Anhydrous Actual 120 lbs an acre or 46 x 2.7 times to get the equivalent.
Price 140lbs x 1.11 = $155.00 an acre for nitrogen. or use example 10000 acre farm $1,554,000.00
That is just for your ammonia.
Now take in this example half canola and half wheat.
5000 canola x 150 lbs S-15 at $1175 x 340 tons = $399,840.00
5000 Wheat x 125 Lbs S-10 at $1245 x 283 tons = $352,335.00
Total for the farm needed for 2022. To expect to grow a max crop. $2,306,175.00 or at todays locked in price half and half Canola 17 and wheat 10.
Canola you will give 70000 bushels away just to cover your basic cost of Fert.Or almost 14 bushels an acre.
Wheat you will give 115,308 bushels away just to cover your basic fert costs. Or 23 BPA.
So if its a disaster and you grow 15 canola and 20 wheat your ****ed right from the Go.
Now look at your soil tests.
Most have a bit in the ground.
We grew crops up to 50 BPA with 50 lbs nitrogen and 75 lbs starter back in the 90s with decent moisture or adequate moisture. If none who gives a ****.
50 lbs nitrogen will cost 55.50 an acre across the board. $555,000.00 total nitrogen cost.
75 lbs starter fert.
170 tons s15 x 1175 = $199,926.00
170 tons S10 x 1245 = $211,650.00
Total $411,576.00 or 41 an acre
Total fert 96.00 an acre.
Wheat you need 9.6 bPA to pay for your product.
Canola you need 5.65 to pay for your product.
So you will survive and if it does rain add later or just run the year and say **** it.
Now lets look at the original you need
90 BPA wheat at 10 to give you 960 dollars a acre but if we all grow that number wheat will be 6 so lets spit the difference and use 8 dollars a bushel 720 dollars an acre.
Canola you need 72 at 17 again if you grow 72 you will get 11 for the rest so 14 dollars a bushel 1008 an acre.
Same scenario 50 wheat and 40 canola
We did it before in the 90s with those numbers and didn't have the amount in the ground.
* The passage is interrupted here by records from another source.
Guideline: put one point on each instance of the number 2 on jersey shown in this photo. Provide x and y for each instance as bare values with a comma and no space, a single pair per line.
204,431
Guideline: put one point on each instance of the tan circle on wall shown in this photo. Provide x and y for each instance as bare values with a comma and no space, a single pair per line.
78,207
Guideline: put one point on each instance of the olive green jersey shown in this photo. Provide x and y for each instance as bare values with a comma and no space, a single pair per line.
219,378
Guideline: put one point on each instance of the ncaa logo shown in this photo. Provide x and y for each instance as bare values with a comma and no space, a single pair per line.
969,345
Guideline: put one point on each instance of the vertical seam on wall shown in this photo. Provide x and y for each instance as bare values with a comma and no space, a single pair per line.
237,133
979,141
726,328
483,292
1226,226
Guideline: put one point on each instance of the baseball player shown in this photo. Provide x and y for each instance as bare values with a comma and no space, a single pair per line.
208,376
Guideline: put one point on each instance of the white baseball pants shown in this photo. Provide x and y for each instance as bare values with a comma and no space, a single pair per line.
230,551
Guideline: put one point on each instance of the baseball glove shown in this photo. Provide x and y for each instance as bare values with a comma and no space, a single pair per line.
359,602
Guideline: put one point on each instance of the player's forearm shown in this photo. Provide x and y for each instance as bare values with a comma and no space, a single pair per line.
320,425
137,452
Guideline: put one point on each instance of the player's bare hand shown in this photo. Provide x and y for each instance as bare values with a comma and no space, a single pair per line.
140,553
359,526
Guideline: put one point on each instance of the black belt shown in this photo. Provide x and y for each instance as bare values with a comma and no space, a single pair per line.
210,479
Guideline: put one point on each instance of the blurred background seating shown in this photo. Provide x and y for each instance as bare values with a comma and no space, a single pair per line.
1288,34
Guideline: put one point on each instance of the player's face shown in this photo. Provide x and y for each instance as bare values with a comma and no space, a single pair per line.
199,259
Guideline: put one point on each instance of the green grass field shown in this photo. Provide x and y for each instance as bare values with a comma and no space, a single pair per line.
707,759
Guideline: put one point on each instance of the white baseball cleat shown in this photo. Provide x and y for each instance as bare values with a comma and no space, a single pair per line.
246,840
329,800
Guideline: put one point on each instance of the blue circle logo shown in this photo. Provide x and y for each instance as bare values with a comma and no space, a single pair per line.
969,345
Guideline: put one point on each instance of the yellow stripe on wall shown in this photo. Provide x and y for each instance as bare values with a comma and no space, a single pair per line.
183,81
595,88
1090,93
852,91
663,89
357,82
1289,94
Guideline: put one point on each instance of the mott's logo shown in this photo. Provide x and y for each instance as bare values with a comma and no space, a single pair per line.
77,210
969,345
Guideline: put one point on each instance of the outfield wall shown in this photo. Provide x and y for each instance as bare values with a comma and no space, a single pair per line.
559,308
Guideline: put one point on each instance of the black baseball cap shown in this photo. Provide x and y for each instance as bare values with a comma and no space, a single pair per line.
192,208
50 wheat x 8 is 480 an acre
40 canola x 14 is 560 an acre.
So with 260 an acre fert going for broke scenario - will average 935 min fert (just fert) that's 675 for the rest
With 96 an acre fert - 424 average that's 329 for rest.
Now in this scenario your throwing the hail marry hoping for 90 plus wheat across the whole farm and 75 Canola across the whole farm.
Also your counting on your nutrients in the ground but soil tests on all farms will prove this.
I would say a happy medium might win the day.
Just doing some numbers and a slow computer.
Basically you need one **** of a good yield to give you a return on the hail mary scenario.